In a September 2011 New York Times profile of Michael Vickers, who had been a top CIA officer planning US arms flow and covert logistics to the Afghan mujahideen, Haqqani was bluntly acknowledged as initially a CIA asset:
During the Reagan administration, Mr. Vickers funneled weapons to, among others, Gulbuddin Hekmatyar and Jalaluddin Haqqani, both now morphed into Afghan insurgent leaders who are fighting the United States.
“Yes, most of my colleagues from those days are now on the dark side,” Mr.
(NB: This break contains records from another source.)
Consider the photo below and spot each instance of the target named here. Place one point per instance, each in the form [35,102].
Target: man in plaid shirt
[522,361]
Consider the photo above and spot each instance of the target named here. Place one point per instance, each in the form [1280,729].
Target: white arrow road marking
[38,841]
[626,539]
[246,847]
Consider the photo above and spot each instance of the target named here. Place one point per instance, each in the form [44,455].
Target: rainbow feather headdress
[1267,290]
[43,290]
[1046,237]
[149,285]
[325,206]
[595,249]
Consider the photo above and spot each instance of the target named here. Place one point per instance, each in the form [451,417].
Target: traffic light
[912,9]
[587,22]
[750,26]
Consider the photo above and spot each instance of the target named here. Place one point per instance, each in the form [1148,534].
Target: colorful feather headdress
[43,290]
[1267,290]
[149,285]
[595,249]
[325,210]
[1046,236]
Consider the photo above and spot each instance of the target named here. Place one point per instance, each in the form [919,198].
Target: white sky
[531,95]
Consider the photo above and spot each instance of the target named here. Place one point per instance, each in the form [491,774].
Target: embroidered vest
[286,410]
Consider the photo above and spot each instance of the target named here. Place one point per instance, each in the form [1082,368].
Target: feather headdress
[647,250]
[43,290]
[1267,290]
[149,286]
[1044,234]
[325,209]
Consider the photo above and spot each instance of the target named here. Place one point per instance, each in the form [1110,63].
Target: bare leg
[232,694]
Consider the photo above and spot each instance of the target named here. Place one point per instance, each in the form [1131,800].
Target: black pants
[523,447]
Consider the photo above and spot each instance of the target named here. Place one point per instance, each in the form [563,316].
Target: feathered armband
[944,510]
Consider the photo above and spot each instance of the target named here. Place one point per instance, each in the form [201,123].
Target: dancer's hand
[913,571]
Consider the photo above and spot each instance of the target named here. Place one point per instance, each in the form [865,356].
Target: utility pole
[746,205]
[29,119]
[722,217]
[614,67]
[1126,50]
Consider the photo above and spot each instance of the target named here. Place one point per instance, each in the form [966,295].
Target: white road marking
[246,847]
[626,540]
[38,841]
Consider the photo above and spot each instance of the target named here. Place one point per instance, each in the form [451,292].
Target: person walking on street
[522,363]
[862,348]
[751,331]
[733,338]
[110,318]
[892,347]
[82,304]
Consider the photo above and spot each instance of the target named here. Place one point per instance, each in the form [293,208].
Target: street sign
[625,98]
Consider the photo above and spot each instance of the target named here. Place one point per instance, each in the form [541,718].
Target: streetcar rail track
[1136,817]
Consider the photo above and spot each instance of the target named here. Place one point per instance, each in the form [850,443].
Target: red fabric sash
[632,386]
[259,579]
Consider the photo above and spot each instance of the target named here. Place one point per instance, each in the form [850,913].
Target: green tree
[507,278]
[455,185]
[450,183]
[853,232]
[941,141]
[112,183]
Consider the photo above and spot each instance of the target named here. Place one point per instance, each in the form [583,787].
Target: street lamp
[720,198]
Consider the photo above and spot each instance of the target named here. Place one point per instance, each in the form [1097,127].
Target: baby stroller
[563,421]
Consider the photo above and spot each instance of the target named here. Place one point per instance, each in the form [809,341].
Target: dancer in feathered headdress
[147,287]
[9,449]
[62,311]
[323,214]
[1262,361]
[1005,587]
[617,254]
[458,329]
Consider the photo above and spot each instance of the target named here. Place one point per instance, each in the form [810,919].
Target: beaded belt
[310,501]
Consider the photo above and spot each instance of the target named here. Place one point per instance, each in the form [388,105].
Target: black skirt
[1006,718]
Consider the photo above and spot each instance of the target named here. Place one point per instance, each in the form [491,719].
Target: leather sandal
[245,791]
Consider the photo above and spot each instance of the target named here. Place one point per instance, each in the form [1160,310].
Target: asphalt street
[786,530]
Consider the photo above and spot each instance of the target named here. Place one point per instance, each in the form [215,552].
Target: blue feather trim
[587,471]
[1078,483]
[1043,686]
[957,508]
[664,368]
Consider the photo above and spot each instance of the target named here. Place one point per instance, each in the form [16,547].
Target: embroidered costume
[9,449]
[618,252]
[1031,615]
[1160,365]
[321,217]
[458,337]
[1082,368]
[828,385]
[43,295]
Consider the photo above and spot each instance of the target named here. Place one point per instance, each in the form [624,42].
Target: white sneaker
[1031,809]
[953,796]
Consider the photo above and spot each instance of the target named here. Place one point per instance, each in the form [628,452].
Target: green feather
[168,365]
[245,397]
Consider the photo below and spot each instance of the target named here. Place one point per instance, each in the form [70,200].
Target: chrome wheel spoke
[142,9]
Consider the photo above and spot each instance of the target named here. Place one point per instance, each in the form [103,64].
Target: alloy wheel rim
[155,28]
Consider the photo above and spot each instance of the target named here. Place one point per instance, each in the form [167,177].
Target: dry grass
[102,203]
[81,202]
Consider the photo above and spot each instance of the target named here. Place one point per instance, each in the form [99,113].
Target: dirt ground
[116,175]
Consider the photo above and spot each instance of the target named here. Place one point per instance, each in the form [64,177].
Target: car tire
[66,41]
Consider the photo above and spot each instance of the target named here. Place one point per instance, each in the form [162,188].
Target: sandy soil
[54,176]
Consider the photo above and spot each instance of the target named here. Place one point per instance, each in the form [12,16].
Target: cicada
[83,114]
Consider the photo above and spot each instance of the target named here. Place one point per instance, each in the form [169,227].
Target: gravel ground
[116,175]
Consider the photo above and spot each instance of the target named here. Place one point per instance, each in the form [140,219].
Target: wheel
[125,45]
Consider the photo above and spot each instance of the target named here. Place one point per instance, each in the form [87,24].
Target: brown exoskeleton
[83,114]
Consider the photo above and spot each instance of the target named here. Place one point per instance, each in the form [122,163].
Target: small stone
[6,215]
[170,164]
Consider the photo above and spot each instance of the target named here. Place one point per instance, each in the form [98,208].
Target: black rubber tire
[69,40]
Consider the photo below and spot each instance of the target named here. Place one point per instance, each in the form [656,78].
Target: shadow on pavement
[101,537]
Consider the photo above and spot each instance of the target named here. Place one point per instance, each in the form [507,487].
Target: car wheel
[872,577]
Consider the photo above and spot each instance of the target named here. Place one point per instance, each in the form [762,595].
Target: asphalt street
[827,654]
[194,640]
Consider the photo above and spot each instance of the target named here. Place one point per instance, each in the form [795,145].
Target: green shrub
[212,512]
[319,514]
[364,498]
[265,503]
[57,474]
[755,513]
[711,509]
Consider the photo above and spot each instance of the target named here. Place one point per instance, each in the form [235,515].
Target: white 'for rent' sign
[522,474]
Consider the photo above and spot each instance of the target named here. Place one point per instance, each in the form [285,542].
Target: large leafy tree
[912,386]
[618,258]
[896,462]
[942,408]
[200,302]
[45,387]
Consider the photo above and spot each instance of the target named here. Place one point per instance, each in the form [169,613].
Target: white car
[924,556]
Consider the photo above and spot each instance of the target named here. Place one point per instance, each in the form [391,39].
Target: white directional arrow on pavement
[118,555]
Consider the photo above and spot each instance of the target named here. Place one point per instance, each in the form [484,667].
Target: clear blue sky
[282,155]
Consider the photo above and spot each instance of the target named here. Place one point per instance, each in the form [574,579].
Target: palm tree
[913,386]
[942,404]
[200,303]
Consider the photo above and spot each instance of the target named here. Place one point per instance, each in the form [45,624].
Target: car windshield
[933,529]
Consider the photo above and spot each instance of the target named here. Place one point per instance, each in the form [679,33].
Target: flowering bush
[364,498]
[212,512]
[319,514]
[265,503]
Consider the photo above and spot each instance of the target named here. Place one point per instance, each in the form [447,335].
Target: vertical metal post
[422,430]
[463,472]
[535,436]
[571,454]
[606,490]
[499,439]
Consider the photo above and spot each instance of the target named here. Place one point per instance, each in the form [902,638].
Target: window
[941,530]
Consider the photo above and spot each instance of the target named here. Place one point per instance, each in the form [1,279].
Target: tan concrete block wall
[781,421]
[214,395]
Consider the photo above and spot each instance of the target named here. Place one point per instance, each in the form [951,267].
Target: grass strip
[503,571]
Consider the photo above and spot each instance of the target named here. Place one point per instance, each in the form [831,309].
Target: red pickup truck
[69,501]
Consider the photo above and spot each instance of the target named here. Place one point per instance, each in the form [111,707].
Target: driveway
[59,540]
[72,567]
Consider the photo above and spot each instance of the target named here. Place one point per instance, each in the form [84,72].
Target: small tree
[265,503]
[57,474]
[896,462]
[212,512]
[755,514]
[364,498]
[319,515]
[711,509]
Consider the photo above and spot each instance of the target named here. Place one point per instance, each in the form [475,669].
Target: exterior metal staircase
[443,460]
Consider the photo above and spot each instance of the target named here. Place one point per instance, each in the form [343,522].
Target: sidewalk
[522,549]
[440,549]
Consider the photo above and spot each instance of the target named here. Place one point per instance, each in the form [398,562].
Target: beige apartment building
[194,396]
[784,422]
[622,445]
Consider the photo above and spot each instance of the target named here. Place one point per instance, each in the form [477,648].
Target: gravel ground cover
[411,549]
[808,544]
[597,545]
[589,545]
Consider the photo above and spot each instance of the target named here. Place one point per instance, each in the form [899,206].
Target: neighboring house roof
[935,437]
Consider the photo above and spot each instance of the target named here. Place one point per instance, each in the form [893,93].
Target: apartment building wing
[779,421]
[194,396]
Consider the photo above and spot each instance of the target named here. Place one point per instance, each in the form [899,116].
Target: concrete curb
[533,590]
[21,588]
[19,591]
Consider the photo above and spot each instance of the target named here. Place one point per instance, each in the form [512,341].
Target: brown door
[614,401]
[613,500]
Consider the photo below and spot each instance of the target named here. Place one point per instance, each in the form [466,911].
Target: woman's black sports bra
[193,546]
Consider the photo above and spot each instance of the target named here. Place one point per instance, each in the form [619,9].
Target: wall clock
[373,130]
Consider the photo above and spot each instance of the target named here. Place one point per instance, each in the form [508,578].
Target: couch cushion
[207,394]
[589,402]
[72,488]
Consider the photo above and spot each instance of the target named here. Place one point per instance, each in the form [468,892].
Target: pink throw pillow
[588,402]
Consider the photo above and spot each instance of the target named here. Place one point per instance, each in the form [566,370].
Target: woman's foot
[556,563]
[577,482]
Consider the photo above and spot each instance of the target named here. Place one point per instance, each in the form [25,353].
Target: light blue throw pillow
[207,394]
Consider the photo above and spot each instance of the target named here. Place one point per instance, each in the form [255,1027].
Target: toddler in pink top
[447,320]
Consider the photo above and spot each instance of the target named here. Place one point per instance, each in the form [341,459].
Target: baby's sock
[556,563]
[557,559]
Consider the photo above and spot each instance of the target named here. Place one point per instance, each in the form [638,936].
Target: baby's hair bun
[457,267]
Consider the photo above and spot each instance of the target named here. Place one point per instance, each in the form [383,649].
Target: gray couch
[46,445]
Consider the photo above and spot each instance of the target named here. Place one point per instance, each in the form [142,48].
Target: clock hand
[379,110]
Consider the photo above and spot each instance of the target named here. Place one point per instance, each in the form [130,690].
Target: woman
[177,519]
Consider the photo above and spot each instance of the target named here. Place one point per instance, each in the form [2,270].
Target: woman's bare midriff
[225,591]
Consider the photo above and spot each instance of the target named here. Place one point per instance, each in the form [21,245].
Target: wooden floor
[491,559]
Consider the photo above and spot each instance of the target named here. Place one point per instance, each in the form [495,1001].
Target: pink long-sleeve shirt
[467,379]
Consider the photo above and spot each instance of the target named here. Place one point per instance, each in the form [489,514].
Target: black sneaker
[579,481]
Vickers acknowledged in a recent interview in his antiseptic office. “We were well aware that they weren’t the ideal allies.” Nonetheless, he said, “You make a deal with the devil to defeat another devil.”
The group went on to become “by far the most lethal group, not just inside Afghanistan, but in South Asia in general,” in the words of Ahmad Majidyar, a fellow at the Middle East Institute and an expert on Afghanistan-Pakistan security issues, who further described, “The group is more like a criminal mafia group rather than an insurgent group.”
Though belatedly listed by the United States as a terror organization in 2012, we wonder if any current or retired CIA officers will have a brief moment of fond memories reminiscing back to the days of training Haqqani’s men during the 1980’s.